Meinen Aufenthalt in Samboja Lestari buchte ich über das britischen Unternehmen „The Great Projects“. Diese bieten Work&Travel-Programme mit Tieren auf der ganzen Welt an, so auch mit den Orang-Utans von Samboja Lestari.
Ich habe es nicht bereut, meine Reise mit diesem Unternehmen zu organisieren. Die Kosten sind zwar ganz ordentlich, jedoch kommen 30% des Geldes dem BOS-Projekt und den Orang-Utans zu Gute. Vor Reiseantritt bekam ich umfassende Infos zur Einreise nach Indonesien im Allgemeinen und nach Samboja Lestari im Speziellen. Um mit den Orang-Utans zu arbeiten, benötigt man im Vorfeld eine ärztliche Bescheinigung, um Infektionen im Bereich Tuberkulose, HIV und Hepatitis auszuschließen. Gummistiefel und Arbeitshandschuhe gehören zur alltäglichen Arbeitsausrüstung und sollten in keinem Gepäck fehlen.
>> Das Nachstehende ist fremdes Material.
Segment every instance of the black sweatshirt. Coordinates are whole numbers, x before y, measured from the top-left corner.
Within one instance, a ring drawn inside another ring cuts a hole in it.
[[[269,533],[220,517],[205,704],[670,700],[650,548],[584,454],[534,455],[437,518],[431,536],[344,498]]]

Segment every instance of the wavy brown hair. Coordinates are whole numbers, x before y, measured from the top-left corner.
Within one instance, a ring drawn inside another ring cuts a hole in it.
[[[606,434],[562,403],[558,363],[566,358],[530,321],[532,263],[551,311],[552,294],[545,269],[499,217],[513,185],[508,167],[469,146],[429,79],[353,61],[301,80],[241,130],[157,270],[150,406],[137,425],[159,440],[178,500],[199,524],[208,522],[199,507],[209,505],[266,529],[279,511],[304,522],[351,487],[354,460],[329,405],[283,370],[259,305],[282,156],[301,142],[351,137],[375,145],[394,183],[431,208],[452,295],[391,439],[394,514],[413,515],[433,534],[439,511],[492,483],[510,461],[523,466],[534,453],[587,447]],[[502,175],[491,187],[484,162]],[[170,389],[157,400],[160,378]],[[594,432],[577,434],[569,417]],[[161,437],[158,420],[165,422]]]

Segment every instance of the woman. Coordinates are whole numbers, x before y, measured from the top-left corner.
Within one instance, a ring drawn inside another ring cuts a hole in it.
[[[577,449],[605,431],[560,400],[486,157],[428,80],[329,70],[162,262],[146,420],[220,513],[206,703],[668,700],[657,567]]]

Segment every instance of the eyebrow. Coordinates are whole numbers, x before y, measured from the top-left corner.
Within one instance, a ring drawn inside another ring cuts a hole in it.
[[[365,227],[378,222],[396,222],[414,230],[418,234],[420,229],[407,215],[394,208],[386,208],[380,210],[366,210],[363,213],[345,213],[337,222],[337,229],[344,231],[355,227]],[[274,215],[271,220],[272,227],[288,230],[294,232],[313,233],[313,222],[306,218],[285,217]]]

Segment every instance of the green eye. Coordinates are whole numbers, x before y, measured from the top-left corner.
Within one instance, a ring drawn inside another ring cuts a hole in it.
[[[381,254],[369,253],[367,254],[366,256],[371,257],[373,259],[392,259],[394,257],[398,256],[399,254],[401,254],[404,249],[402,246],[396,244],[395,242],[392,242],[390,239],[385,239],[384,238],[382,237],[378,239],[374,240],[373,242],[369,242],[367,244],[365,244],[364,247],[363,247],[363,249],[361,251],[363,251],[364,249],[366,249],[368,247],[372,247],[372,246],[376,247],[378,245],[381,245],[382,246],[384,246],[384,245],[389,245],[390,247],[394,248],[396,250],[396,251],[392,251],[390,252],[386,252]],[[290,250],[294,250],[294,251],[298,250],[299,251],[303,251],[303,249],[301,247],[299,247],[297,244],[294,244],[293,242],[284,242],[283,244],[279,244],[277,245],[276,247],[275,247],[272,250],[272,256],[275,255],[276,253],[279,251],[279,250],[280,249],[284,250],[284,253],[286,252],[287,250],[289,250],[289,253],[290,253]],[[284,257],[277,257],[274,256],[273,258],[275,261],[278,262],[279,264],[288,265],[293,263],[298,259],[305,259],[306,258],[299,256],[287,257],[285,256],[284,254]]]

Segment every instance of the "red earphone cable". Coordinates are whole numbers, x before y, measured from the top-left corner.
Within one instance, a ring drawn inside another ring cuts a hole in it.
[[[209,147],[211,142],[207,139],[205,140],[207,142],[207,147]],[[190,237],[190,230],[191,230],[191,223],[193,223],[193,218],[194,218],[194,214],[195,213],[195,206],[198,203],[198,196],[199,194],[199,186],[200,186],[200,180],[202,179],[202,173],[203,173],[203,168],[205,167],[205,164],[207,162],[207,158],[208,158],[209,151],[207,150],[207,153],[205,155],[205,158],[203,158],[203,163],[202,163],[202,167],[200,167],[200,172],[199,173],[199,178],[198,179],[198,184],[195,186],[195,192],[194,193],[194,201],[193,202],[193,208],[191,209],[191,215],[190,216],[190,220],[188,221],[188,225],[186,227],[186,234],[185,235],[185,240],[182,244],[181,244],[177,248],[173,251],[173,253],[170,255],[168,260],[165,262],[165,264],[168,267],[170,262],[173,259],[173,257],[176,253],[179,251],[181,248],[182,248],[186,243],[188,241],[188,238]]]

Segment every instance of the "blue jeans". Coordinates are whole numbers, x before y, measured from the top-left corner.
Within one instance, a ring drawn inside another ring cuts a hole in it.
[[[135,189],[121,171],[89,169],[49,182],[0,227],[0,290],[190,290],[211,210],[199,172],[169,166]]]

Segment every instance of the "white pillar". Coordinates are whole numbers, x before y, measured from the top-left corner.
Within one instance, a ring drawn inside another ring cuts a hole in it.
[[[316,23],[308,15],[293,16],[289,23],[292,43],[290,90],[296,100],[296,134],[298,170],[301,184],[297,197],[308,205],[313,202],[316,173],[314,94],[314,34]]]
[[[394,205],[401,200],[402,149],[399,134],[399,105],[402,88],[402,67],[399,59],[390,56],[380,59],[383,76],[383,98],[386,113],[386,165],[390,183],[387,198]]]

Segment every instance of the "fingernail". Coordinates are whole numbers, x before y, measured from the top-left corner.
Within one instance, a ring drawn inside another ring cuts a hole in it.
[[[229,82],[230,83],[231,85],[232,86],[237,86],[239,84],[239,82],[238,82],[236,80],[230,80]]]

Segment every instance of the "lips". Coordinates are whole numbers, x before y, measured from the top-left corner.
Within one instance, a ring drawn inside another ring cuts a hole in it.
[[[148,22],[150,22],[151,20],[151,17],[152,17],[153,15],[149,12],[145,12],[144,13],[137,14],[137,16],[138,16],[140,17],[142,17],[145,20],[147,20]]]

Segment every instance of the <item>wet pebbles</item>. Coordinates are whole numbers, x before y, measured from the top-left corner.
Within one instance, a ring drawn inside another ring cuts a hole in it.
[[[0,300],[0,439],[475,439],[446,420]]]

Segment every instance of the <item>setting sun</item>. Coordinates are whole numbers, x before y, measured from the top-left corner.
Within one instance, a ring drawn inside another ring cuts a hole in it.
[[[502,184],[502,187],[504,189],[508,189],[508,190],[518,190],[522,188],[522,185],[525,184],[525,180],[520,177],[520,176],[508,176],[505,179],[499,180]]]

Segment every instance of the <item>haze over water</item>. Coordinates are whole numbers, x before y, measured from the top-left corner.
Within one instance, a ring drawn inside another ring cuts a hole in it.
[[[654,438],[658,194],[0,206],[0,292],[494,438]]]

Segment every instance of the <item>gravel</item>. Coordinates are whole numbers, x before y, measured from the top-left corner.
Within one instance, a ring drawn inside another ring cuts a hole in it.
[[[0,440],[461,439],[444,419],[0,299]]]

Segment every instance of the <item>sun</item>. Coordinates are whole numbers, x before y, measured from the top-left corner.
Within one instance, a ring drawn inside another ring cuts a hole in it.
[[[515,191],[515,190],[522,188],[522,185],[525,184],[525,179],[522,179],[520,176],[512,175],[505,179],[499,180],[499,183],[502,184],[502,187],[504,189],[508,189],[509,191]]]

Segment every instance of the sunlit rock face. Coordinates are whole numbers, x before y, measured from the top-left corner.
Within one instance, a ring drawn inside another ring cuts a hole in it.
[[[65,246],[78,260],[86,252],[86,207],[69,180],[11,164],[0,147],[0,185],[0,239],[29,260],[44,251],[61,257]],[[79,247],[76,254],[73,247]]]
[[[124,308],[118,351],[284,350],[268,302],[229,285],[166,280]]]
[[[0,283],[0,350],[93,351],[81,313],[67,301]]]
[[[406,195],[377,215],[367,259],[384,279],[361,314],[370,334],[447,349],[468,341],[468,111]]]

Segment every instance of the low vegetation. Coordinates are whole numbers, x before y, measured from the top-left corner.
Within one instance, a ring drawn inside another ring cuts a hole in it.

Die Anreise erfolgte von München via Abu Dhabi und Jakarta nach Balikpapan. Dort angekommen, fuhr ich mit dem Taxi vom Flughafen zu meiner Unterkunft, die ich im Vorfeld gebucht hatte. Am nächsten Morgen schließlich brachte mich ein Fahrer von BOS nach Samboja Lestari; die Fahrt ging durch eine sehr schöne Landschaft. Der junge Wald hat eine beachtliche Größe und reicht durchaus „soweit das Auge reicht“. Siedlungen und Ackerland begrenzen den Wald natürlich, ein Krankenhaus z.B. ist deswegen auch erst in einer Autostunde zu erreichen.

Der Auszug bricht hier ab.